Multi-asset ETPs were flat, signaling that buyers targeted specific narratives rather than broad beta. Short-bitcoin products saw minor redemptions, suggesting limited appetite for fresh bearish positioning even as price momentum cooled.
Context After the Selloff
The report arrives ten days after the Oct. 10 deleveraging event that erased billions across derivatives venues. CoinShares noted that many investors used last week’s weakness to rebuild exposure to smart-contract platforms, betting on relative resilience compared with bitcoin. Volatility remains elevated, however, leaving open the possibility of further position squaring if macro shocks continue.
Market strategists view the divergence as a constructive sign for altcoin narratives that had been overshadowed by bitcoin ETF headlines. Still, they caution that funding costs and liquidity remain fragile, requiring disciplined sizing.

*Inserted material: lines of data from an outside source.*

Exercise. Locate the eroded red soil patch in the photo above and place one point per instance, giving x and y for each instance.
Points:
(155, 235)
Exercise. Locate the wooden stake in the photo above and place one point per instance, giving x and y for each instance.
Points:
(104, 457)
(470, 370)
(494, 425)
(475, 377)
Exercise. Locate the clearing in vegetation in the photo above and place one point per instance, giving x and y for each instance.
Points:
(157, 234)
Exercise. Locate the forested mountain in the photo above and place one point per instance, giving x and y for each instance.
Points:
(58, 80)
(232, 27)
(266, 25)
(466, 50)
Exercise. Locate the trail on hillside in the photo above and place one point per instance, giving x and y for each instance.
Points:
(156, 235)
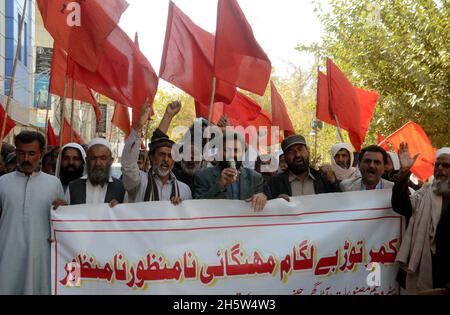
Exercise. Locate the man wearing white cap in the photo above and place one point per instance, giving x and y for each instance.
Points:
(342, 161)
(71, 164)
(425, 250)
(98, 186)
(159, 184)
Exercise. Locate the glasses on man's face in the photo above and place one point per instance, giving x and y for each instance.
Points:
(444, 165)
(102, 158)
(24, 153)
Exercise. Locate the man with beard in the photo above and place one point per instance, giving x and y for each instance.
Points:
(143, 162)
(71, 164)
(229, 179)
(299, 179)
(372, 161)
(11, 163)
(189, 166)
(26, 197)
(159, 184)
(342, 161)
(424, 255)
(98, 186)
(267, 166)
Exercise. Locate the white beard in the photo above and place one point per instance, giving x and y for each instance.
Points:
(161, 173)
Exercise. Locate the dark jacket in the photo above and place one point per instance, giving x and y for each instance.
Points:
(206, 184)
(280, 185)
(77, 191)
(401, 203)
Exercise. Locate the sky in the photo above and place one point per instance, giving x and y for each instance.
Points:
(279, 26)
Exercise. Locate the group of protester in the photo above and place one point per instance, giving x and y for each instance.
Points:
(78, 175)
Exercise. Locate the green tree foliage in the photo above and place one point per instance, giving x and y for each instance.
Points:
(399, 48)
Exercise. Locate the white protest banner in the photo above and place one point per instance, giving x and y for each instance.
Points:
(325, 244)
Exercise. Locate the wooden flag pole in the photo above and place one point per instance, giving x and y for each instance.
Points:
(72, 111)
(147, 150)
(13, 75)
(211, 105)
(62, 105)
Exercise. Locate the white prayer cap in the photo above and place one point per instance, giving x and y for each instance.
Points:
(75, 146)
(395, 160)
(99, 141)
(442, 152)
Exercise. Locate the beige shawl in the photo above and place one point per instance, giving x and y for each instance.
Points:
(415, 254)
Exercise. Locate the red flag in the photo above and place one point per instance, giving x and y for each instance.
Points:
(367, 101)
(188, 58)
(52, 139)
(239, 59)
(352, 106)
(66, 134)
(10, 124)
(81, 27)
(323, 112)
(418, 142)
(121, 119)
(264, 119)
(280, 116)
(382, 141)
(123, 75)
(58, 75)
(240, 112)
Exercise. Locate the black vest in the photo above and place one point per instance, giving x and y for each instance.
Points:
(77, 188)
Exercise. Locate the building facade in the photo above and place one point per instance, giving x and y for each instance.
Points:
(10, 17)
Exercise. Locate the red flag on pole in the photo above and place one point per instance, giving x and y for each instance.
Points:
(66, 134)
(239, 59)
(58, 75)
(381, 141)
(188, 58)
(81, 27)
(52, 139)
(280, 116)
(240, 112)
(323, 112)
(418, 142)
(264, 120)
(123, 75)
(10, 124)
(121, 119)
(338, 99)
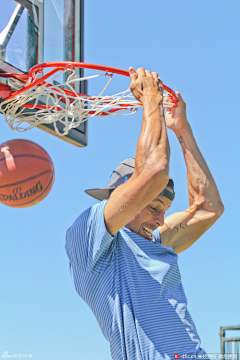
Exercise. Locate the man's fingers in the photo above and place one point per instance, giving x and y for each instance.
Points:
(141, 72)
(155, 75)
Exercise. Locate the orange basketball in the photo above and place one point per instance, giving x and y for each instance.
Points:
(26, 173)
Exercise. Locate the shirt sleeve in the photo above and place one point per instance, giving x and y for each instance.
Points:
(88, 243)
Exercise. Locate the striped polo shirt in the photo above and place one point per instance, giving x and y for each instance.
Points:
(134, 289)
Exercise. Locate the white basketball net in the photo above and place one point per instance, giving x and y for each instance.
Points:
(62, 104)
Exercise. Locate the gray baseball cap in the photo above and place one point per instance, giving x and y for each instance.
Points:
(119, 176)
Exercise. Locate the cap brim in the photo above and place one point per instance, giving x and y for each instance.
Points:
(100, 194)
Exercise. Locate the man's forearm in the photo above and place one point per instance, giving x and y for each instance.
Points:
(202, 190)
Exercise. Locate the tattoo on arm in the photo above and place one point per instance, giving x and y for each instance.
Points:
(178, 228)
(180, 138)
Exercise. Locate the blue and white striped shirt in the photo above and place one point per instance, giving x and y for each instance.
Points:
(133, 287)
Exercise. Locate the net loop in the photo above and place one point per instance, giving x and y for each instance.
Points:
(45, 99)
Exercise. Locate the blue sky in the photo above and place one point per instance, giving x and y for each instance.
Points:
(194, 46)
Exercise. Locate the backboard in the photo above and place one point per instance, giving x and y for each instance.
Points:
(37, 31)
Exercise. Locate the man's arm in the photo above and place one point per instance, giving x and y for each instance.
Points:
(182, 229)
(152, 156)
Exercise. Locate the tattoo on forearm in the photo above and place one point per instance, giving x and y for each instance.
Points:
(180, 138)
(178, 228)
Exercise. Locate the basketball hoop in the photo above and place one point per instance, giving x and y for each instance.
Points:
(38, 98)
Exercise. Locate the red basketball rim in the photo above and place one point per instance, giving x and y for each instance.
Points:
(62, 65)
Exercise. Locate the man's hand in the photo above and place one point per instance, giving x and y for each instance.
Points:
(145, 85)
(176, 118)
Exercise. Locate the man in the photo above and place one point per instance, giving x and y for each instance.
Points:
(123, 269)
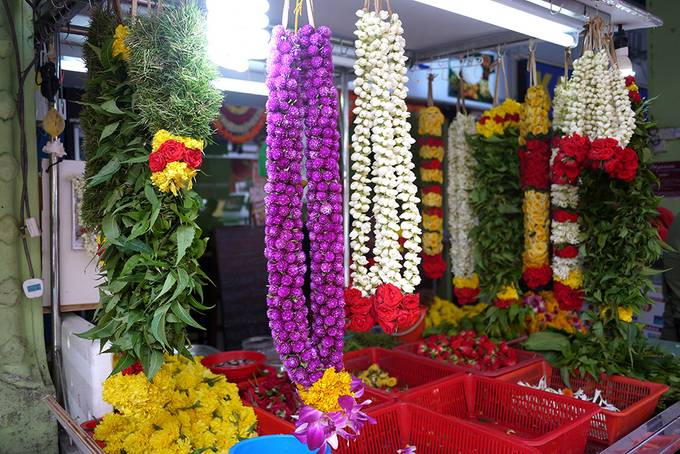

What Strategists Watch Now
Heading into the final stretch of October, portfolio managers will monitor whether bitcoin outflows abate as macro anxiety fades. If U.S. spot ETFs stabilize, analysts expect a resumption of balanced flows that keep total ETP assets near record highs. Until then, attention centers on Europe and Canada, where issuers are leaning into marketing campaigns pitching diversification beyond BTC.
CoinShares says it will watch for continued accumulation in Solana and XRP products as investors position for potential approvals in 2026. The firm also highlighted that recent inflows into ETH products may foreshadow renewed staking demand, especially if yields remain above 3% and network upgrades proceed on schedule.